Hyderabad’s Osman Sagar, Himayat Sagar face flood, encroachment risk
HYDERABAD: The twin reservoirs of Osman Sagar and Himayat Sagar, Hyderabad’s key drinking water sources, face growing risks due to encroachments, lack of desilting and poor coordination between departments. Experts warn the situation could trigger floods and water shortages.
Heavy inflows in recent weeks exposed mismanagement as the reservoirs filled to capacity. Engineers built them over a century ago on gravity-based designs, and they have never desilted them. Even moderate inflows push them to full levels, forcing emergency flood releases. Since the onset of the monsoon, the authorities released 5.90 TMC ft of the 6.60 TMC ft of inflows received into the Esa river from Himayat Sagar.

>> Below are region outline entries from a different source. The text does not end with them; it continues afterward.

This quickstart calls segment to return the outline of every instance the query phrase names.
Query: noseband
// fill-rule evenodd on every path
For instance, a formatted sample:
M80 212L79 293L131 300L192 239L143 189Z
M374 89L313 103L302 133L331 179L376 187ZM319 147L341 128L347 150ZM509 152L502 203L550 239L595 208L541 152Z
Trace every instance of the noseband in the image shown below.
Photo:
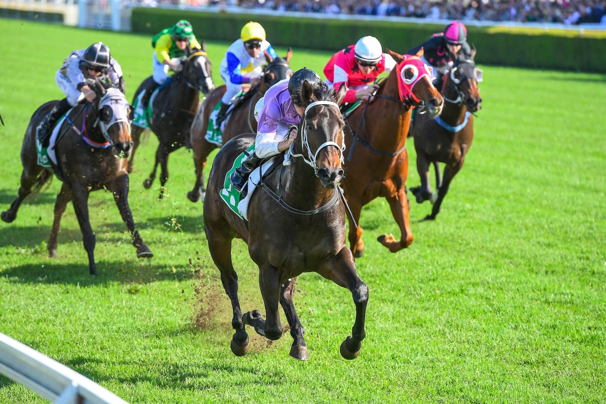
M294 153L293 146L295 146L295 142L293 142L292 143L290 144L290 148L288 150L288 152L290 152L290 155L292 156L293 157L301 157L301 158L302 158L304 161L307 163L311 167L311 168L313 169L316 176L318 177L318 170L319 167L318 167L318 164L316 163L316 159L318 157L318 155L320 152L320 150L324 149L324 147L327 147L329 146L333 146L337 149L338 149L339 158L341 160L341 164L342 164L344 163L343 152L344 150L345 150L345 136L341 137L342 144L341 144L340 146L333 141L324 142L324 143L320 145L320 146L318 148L318 150L316 150L315 153L311 152L311 149L309 146L309 143L307 139L307 112L309 111L310 108L316 105L334 106L337 108L337 109L339 109L338 104L337 104L336 103L333 103L333 101L315 101L310 104L308 106L307 106L307 107L305 109L305 113L303 114L303 121L302 121L303 133L301 136L301 144L302 144L302 146L307 149L307 157L308 158L309 158L309 160L305 158L305 156L304 156L302 154Z

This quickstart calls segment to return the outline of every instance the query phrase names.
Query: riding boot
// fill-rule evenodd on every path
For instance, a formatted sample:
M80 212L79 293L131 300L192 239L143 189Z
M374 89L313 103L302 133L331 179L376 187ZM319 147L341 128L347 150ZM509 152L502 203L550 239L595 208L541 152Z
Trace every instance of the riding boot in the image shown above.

Encroachments and poor upkeep shrink reservoir catchment areas
Encroachments have claimed 590 acres of catchment land — 390 near Himayat Sagar and 200 near Osman Sagar. With no boundaries or reclamation, real estate growth has further eaten into buffer zones and tank-level lands.
Experts caution that extreme rain events such as cloudbursts could overwhelm the bunds. Coordination between the Hyderabad Metropolitan Water Supply and Sewerage Board, which manages the reservoirs, and the Irrigation Department, which controls inflows, aggravate the problem. Officials often lack timely inflow data, leading to sudden gate operations that flood downstream areas.
Allegations of corruption have surfaced, with irrigation officials accused of issuing no-objection certificates for plots within submerging zones. Some illegal constructions near Himayat Sagar were demolished recently.
Experts say the government must urgently enforce full tank level boundaries and desilt the reservoirs to safeguard Hyderabad’s drinking water and flood safety.